When teams aren’t working together in the same physical location, it can be harder to replicate the sense of camaraderie that comes more naturally when people share a space. This is also a challenge for teams who were used to working in an office and have newly transitioned to remote work.
The good news is that it’s absolutely possible for remote teams to have connections that are just as strong as in person teams, it just takes a bit of deliberate effort.
Replicate the in-person experience.
What a physical location provides is the opportunity for team members to connect with each other in more ways than just work. People gather in the break room and chat about their weekends or go out for lunch together. They can pop by a colleagues’ desk for a quick chat, whether that’s about work or if it’s purely casual.
These organic connections don’t happen as easily when workers are remote, simply because there are less opportunities for causal connections. Most of the time when a remote team comes together it’s for a conference call or virtual meeting, where the point is to get work done, not socialize.
To counteract this nature of work-only connections, intentionally create opportunities for people to socialize. Allow extra time before or after a virtual meeting for people to talk. Set up a virtual happy hour or a virtual lunch hour where anyone can drop in and out just as they would if the event were in person. Encourage team members to reach out to each other for a quick non work-related chat once per week.
In person or remote, teams are still made up of people working independently much of the time. However, without the ability to simply walk over and ask a colleague something, people are more likely to attempt to do something on their own.

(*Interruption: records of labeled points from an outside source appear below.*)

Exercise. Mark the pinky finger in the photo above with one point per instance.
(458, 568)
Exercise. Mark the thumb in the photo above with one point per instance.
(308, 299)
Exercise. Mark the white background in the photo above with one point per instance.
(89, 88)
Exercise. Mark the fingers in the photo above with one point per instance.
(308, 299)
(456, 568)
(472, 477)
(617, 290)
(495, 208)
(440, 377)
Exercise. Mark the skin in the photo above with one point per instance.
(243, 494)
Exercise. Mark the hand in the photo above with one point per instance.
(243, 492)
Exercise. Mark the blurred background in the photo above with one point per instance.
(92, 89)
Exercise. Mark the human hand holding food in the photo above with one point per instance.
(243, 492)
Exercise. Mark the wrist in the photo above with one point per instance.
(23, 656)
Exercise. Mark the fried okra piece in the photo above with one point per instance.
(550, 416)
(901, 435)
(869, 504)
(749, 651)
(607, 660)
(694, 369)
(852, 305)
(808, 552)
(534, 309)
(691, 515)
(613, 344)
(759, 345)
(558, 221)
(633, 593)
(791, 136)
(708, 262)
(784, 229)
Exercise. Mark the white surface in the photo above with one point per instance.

One way to encourage collaboration is to speak to your team and highlight how working together can help them more effectively and easily meet both goals and deadlines. Another way is to ensure that all lines of communication are always open and people how to easily contact each other.
Provide the right tools.
It’s important to provide remote teams with the tools they need to both get their work done and be able to easily work together while doing it. Each team and each project is different, so there’s no one size fits all solution. The best way to be sure that your team has what they need is to ask them for their feedback.
Technology has made it easier for people to collaborate, but sometimes it’s relied upon too heavily. The power of an actual conversation, whether by phone or by video chat, should not be underestimated. Many times colleagues simply email each other or chat via messenger rather than simply picking up the phone. Tech solutions encourage fully digital communication, so encourage teams to communicate by talking in addition to texting.
At the end of the day, what really matters is creating these opportunities for connection. The more opportunities to connect, the quicker your remote team will become a strong, cohesive working unit.